18.12.2019 15:54:50

Superior Energy Services To Divest Certain US Land Service Lines

(RTTNews) - Superior Energy Services Inc. (SPN) agreed to divest its U.S. service rig, coiled tubing, wireline, pressure control, flowback, fluid management and accommodations service lines and merge them with Forbes Energy Services Ltd.'s complementary service lines to create a new, publicly traded consolidation platform. The transaction is expected to close in the first quarter of 2020.

Upon the completion of the deal, Superior Energy will focus on U.S. offshore and international markets.

As per the terms of the merger agreement, the Superior Energy U.S. Business and Forbes will be merged into a newly formed company. Newco will operate under a new corporate name and ticker symbol.

At the closing of the deal, Superior Energy will receive 49.9% of Newco's issued and outstanding voting Class A common stock and 100% of Newco's issued and outstanding non-voting Class B common stock, which will collectively represent an approximate 65% economic interest in Newco.

Forbes shareholders will receive 50.1% of the Class A Stock, representing an about 35% economic interest in Newco.

In addition, certain lenders under Forbes' existing term loan will exchange their portion of the Forbes Term Loan for about $30 million in newly issued mandatory convertible preferred shares of Newco, which will be entitled to cash dividends at a rate of 5% per annum, payable semi-annually.

After giving effect to the conversion of the Preferred Shares, Superior Energy would own a 52% economic interest and Forbes shareholders would own a 48% economic interest in Newco.

Superior Energy also plans to reduce the amount of 2021 notes outstanding by up to $500 million by reducing Superior Energy's total debt by $250 million through the issuance of Newco notes and extending the maturity of up to another $250 million of Superior Energy 2021 notes.

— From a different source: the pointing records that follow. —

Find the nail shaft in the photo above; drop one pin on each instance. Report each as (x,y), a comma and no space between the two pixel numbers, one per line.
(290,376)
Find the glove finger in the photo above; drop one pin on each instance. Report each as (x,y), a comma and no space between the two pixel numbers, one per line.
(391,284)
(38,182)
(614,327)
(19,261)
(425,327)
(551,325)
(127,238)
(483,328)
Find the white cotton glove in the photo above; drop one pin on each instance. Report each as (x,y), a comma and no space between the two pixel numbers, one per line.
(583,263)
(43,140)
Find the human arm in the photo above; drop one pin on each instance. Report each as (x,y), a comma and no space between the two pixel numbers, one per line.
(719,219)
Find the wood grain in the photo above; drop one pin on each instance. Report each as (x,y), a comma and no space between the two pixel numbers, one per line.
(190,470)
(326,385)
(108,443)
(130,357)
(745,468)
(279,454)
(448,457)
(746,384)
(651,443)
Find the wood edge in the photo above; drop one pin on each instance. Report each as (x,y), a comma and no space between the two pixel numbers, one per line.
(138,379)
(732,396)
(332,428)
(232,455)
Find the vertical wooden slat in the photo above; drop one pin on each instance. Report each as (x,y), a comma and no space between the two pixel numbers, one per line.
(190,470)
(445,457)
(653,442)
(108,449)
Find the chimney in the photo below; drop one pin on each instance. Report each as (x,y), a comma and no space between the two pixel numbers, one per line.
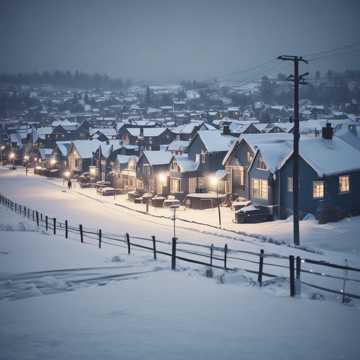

Dave Dunlap, CEO of Superior Energy, will be leaving Superior Energy to become the CEO of Newco. Superior Energy's current Chief Financial Officer, Westy Ballard, will become President and CEO of Superior Energy.

Brian Moore will serve as COO of the Newco. Newco's headquarters will be in Houston and will have support services provided to it by Superior Energy for up to two years under a transition services agreement. Dunlap is expected to also serve as Chairman of a four-person board of directors, with other board members to be identified before the transaction is closed.

Superior Energy's current Chief Accounting Officer, Jamie Spexarth, will assume the title of Chief Financial Officer and Treasurer of Superior Energy.

Superior Energy said it plans to wind down its hydraulic fracturing business and will discontinue hydraulic fracturing operations. The company will exit this business and expects cash generated from potential future sales of assets used in this business to be used to reduce debt.

The company sold non-core assets for about $42 million, about $24 million of which is expected to be received early in the first quarter of 2020.